How does digestive health play a role in fertility?

Maintaining a healthy gut and digestive wellness also play a meaningful role in reproductive health. A healthy gastrointestinal system supports proper nutrient absorption, an essential factor for hormone regulation, menstrual cycle consistency, and early pregnancy health.

Conditions such as irritable bowel syndrome (IBS), inflammatory bowel disease (IBD), or chronic food intolerances can affect inflammation levels and micronutrient status, which may indirectly influence fertility. Managing digestive symptoms and maintaining balanced nutrition can help ensure you are getting the nutrients you need during the preconception period.

Stephanie Gold, MD

What should I know about nutrition and pregnancy?

Focusing on overall nutritional balance rather than restrictive dieting can help ensure you get the essential nutrients needed to support hormone health and ovulation in early preconception and pregnancy. Here are some steps you can take:

  • Prioritize lean proteins, healthy fats, whole grains, fruits, and vegetables
  • Stay well hydrated
  • Ensure adequate intake of key nutrients such as folate, iron, and omega-3 fatty acids
  • Monitor calorie and nutrient intake carefully if using weight-management medications
  • Work with a care team to maintain both healthy body weight and metabolic stability

Balanced nutrition supports hormone function, energy balance, and reproductive readiness, particularly when medication or digestive conditions may influence appetite or nutrient absorption.

Which health care specialists can help with nutrition and digestive health during pregnancy?

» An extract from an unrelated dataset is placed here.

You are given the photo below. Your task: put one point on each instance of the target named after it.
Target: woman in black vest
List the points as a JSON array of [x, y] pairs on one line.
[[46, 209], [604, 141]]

If you are planning to get pregnant, especially if you are considering fertility treatments, taking weight-management medications, or managing digestive conditions, early consultation with your health care team is important. Coordinated care among your reproductive endocrinologist, gastroenterologist, and nutrition specialists can help ensure medications, diet, and treatment plans are aligned with your fertility goals. Early conversations with your care team matter. Personalized planning before conception helps ensure treatments, nutrition, and overall health are working together to support the best possible reproductive outcomes.